As indicated before, I'm using snowflake-stats-end as descriptor type identifier, which means that future data format versions will have to keep that line as their first line. A better choice would have been to use something like snowflake-stats $version or similar. (If it's any relief, we're forced to use [None..None](../compare/None...None){10} as descriptor type identifier for bandwidth files, so there would have been plenty of room to do worse.)
Oh this is a good point. I can make this change pretty easily now.
Okay, in that case please make this change and let me know where to find the new spec and a new sample.
The current format only supports a single snowflake broker. Maybe this is acceptable for the snowflake design. But just in case that you'll one day want to add a second broker, you'll have to include some sort of broker identifier in the format.
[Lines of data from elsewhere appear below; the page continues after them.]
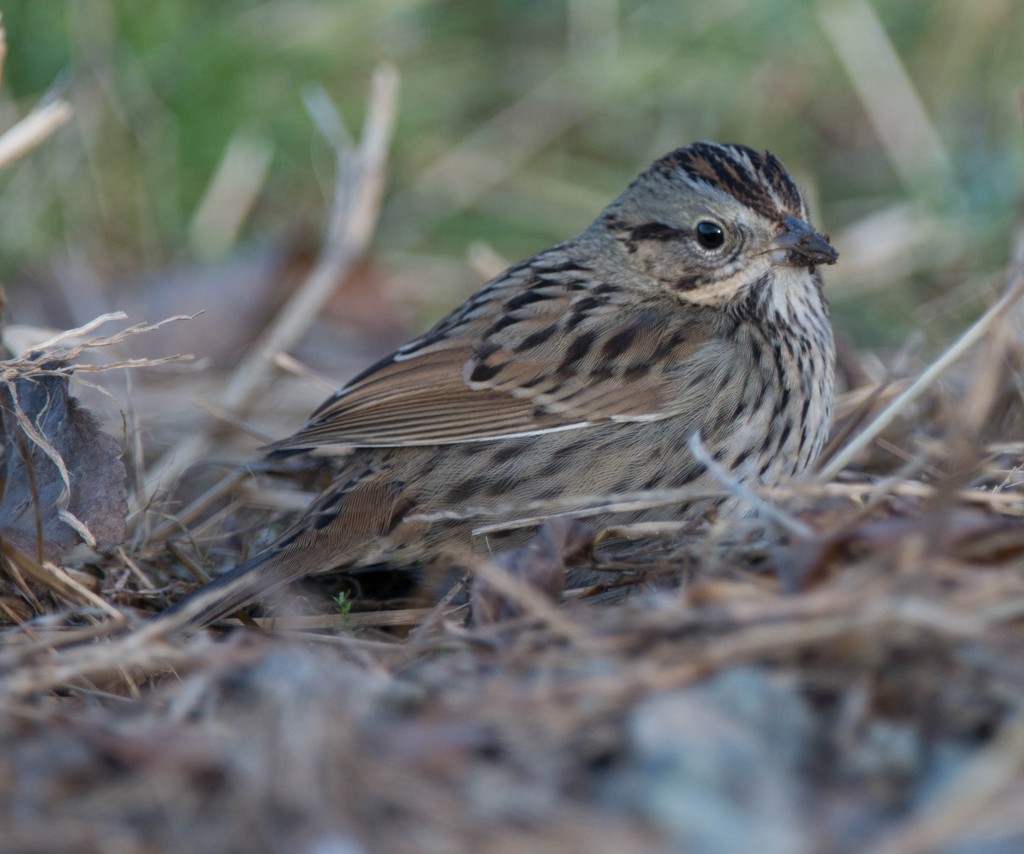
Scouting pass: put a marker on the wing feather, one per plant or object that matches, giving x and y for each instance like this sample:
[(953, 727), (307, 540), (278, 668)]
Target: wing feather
[(502, 366)]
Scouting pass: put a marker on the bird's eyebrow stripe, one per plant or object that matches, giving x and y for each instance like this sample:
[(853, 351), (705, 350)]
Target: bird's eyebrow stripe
[(657, 231)]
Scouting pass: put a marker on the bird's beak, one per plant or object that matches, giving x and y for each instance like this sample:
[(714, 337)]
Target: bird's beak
[(801, 246)]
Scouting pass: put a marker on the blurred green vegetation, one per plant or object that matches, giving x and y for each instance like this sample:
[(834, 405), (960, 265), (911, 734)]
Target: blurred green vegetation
[(600, 87)]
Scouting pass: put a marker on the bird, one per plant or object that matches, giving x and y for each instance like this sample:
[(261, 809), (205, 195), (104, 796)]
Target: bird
[(692, 306)]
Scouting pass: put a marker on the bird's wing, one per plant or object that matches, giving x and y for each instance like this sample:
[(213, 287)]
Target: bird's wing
[(524, 357)]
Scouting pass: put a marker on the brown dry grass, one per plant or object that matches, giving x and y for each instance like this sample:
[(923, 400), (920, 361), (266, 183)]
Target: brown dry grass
[(844, 674)]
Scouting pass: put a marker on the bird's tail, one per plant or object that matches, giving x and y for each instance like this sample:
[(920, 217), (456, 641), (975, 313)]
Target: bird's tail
[(340, 526)]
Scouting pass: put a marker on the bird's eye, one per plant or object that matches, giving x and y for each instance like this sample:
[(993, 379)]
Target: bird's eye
[(710, 235)]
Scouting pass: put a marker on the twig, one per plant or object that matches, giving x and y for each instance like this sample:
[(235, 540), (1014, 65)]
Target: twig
[(352, 219), (32, 130), (924, 382)]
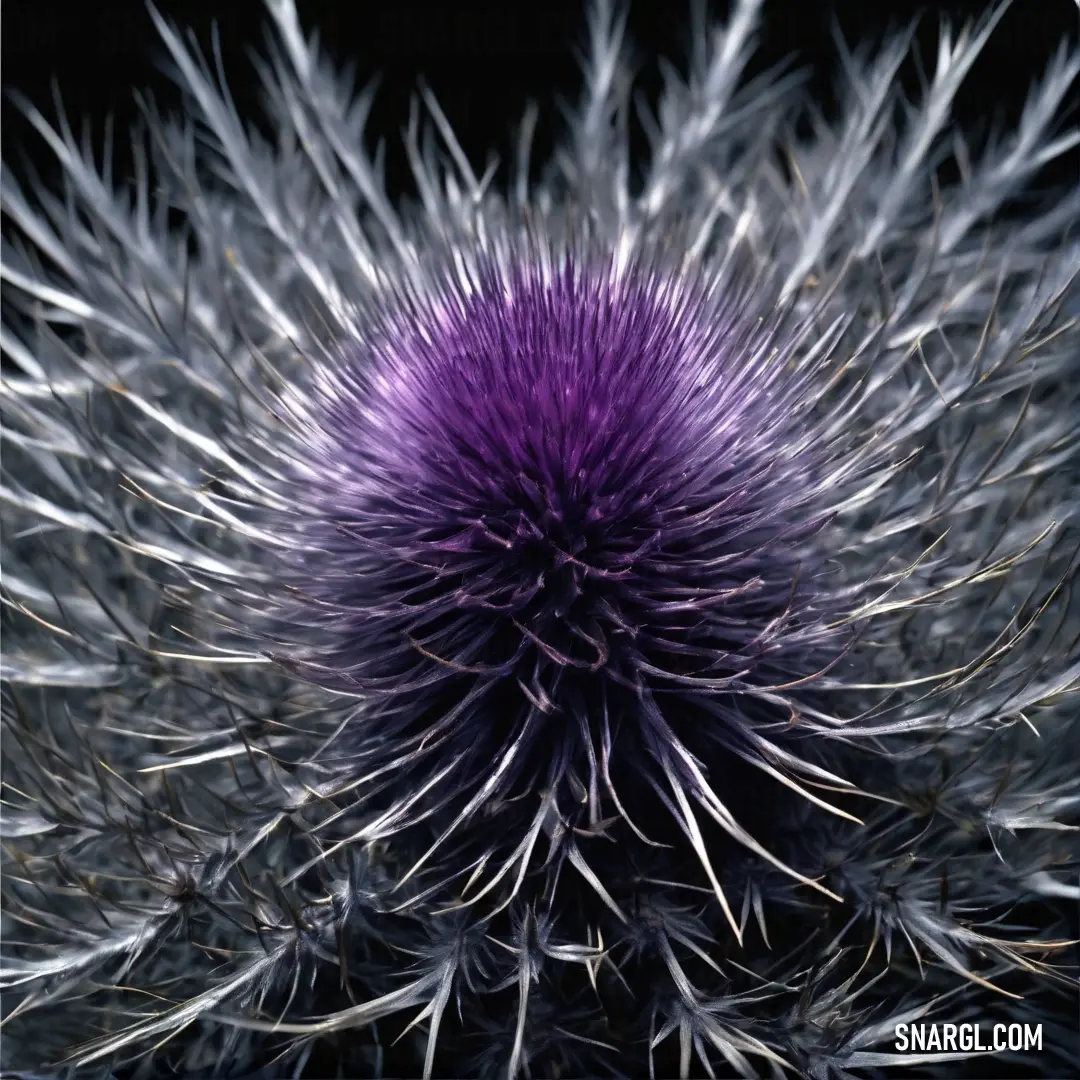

This will definitely be the case for quite a while, I think a spec change (and version bump of the spec) will be a good way to handle this. How difficult will it be to have data with different spec versions on your end?
Not difficult at all. Okay, let's keep this unchanged then.
The current format is not signed, which is somewhat related to not having a broker identifier in the format.
As a consequence of the above, CollecTor needs to make a decision whether it wants to archive a newly downloaded snowflake-stats snippet, if it already has another snippet with the same timestamp and different contents. Possible strategies for this specific case are to a) never overwrite, b) always overwrite, c) keep all versions by including a digest in the file name, d) maybe something else. I implemented a) for now.
I didn't think about signing, that would take while to implement I think. I agree that the best decision here is (a) for now.
I think we can start with what we have, without changing anything of the above. Of course, if you want to change something with regard to future maintenance effort, now's the time!